Greeting Card Worker's Suit Gets Green Light

February 13, 2002 ( - A worker at a Kansas greeting card factory can move forward with her lawsuit, which alleges she was discriminated against for taking federally sanctioned disability time off from work.

BNA reported that US District Judge Carlos Murguia turned away requests by attorneys for Hallmark Cards Inc., to throw out Audeana Connel’s suit.
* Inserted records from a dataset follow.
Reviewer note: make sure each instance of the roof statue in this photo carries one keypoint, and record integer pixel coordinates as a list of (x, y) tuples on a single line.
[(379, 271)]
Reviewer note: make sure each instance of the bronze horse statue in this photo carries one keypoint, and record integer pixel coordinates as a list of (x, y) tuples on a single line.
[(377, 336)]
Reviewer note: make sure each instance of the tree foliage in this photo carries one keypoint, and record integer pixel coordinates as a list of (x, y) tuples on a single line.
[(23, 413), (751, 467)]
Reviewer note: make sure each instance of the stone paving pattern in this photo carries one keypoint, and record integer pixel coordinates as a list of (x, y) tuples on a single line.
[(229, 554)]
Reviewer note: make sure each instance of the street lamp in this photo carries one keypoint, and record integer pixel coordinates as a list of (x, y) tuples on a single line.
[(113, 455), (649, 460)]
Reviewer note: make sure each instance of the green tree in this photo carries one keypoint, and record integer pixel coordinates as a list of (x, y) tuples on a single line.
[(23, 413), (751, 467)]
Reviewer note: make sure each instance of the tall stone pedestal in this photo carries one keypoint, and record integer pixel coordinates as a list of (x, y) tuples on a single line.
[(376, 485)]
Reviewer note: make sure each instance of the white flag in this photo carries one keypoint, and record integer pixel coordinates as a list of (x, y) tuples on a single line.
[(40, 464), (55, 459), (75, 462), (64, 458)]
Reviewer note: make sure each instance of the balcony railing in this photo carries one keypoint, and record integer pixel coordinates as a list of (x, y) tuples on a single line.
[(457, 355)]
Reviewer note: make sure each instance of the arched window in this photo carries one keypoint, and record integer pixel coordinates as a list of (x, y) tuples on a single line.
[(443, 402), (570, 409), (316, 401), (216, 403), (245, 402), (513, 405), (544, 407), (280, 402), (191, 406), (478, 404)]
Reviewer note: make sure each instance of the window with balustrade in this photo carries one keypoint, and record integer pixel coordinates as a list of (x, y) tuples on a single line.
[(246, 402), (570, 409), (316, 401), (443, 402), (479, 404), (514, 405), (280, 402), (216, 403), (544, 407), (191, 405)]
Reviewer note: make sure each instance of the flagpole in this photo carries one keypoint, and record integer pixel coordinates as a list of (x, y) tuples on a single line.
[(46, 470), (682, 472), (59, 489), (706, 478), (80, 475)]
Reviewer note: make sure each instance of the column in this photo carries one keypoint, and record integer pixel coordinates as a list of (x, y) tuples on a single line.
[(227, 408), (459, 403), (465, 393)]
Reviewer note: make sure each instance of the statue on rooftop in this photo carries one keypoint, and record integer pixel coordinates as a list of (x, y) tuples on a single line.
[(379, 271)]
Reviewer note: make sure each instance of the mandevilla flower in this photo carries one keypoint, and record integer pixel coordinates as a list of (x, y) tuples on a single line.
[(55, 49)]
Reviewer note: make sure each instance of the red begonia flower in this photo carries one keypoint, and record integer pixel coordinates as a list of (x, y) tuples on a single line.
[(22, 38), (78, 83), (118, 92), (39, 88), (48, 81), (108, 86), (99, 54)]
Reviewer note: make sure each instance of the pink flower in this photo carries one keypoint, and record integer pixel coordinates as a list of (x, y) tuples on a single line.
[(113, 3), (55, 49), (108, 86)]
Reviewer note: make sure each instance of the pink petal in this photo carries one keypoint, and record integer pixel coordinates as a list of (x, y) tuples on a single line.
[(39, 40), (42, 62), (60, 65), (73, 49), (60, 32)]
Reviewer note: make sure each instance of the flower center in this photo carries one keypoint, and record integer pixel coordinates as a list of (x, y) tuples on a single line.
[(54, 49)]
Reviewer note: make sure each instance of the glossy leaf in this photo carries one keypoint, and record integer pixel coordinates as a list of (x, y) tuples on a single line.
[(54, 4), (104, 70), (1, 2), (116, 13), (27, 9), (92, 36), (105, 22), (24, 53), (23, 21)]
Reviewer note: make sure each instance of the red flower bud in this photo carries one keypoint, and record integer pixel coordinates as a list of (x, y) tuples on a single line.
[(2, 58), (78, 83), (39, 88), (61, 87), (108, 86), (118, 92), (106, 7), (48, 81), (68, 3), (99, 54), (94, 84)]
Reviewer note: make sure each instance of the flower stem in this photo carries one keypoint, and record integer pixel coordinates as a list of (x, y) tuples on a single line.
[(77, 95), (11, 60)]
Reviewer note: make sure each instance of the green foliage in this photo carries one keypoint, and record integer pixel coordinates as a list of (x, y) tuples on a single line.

According to the suit, the company retaliated against her for taking Family and Medical Leave Act (FMLA) time off.

The judge cited the following evidence that he said could be viewed as supporting Connel’s claim:

  • Hallmark cut off Connel’s short-term disability payments after a co-worker spotted her at a fair when she had told her supervisor that she was feeling ill, and
  • the company didn’t require her to get a doctor’s certification that she was healthy before returning to work

The 4-H Fair

According to court papers, Connel called in sick in August 2000 with a migraine headache.  Her doctor certified that she was having severe tension headaches and cervical spasms and the company began paying short-term disability on August 2.

A week later, she was spotted at the local 4-H Fair by a Hallmark manager who took pictures of her with a company camera. 

The company kicked off an investigation during which the company doctor determined that Connel should have been able to perform light duty at work. The company informed her that she could continue her leave but that her disability payments would be discontinued.

Connel returned to work the next day. Meanwhile, the company continued its investigation and determined that if Connel’s headache was severe enough to keep her from work, it should have also kept her from attending the fair and, in November she was fired.

The case is Connel v. Hallmark Cards, Inc.